Once home from the outing, we looked to finish the evening off with a blissfully ignorant watch of the Derby. Mark turned on the tv and guess what, no friggin recording on it. Gone. Nothing. Like missing Alabama win the championship. Well, that's up for debate. Our intelligent tv had super ceded Mark's assigned recording this event, and it had by itself chosen something we might like more...ahahhahahhhhh, I thought without uttering the scream I wanted. Mark felt terrible, but it wasn't his fault. Just a sheer technological nightmare, and I was thinking thoughts of Hal telling "Dave? Don't do that, Dave...Daisy , daisy..."

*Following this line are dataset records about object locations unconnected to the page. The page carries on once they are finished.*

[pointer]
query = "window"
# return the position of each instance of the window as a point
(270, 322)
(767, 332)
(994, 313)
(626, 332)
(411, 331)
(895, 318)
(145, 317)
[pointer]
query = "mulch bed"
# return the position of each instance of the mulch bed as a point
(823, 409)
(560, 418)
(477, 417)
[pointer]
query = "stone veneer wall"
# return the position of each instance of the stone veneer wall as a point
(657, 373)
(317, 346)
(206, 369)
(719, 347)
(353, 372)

This week has been devoted to getting the farm, and the horses ready for the Jeff Moore Dressage Clinic, I am hosting here running Tues thru Friday. I have been cleaning stalls, tack, horses, bush hogging acres and acres, and have been trying to cover all the thousands of details coordinating incoming riders and their horses, and a clinician, so that the next four days might run as smoothly as possible. I had been hoping the weather gods would smile our way. They have by sending four inches of rain which dampened the sand arena before it mostly drained into the pond. This was a seriously much needed dampening after Sunday's howling winds which had whipped the dry sand into tall billowing tornadic shaped cones that rose and the left for parts unknown.
Last night I got the dreaded call from a very weary clinician, somewhere on a Texas runway, had been for 7 hrs, to tell me that he wasn't going to be here tonight. So I will pick him up from the airport in a few minutes and we will get started whenever. It does take flexibility to run or attend a dressage clinic, citing "the best laid plans" mantra. We will all enjoy this total immersion into our passion for learning and working with these horses during these next four days, but it does come at a price, work and stress.

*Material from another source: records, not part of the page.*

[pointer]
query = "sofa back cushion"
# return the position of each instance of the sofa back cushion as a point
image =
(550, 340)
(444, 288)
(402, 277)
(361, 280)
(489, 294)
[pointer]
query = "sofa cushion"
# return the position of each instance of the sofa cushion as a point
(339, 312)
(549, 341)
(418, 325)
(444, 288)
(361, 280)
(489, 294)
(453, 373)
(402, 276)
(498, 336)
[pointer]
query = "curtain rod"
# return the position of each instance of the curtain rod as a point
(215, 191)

It is such a luxury to be doing something so fun like riding in a dressage clinic and focusing on that, and to enjoy things like watching horse races on tv. There is a real world out there, tho, still churning, and for a while I will try to put out of mind my rage over the insanity of the ecological disaster that is happening as I write, that has no real answer or and no quick cure. The carelessness of this BP oil mess is ruining one of the largest eco diverse niches on the planet, and for what. So we can postpone the fact that we must change how we view our stewardship of this big green rock we call home, Earth, the mother ship of all of our lives. The people whose lives this will crush, all the poor animals that will die, and the huge area that will be a dead zone for who knows how long, just makes sick to think about.
For now, today , and for the next four, I will compartmentalize, do the things I need to do to keep this small system on this farm going, feed and look after these animals, keep the details of this clinic going, and hope no one falls off their horse or cries, or has any problems at all. I will also keep thinking and remembering, very seriously, about just how lucky and privileged I am to be doing so.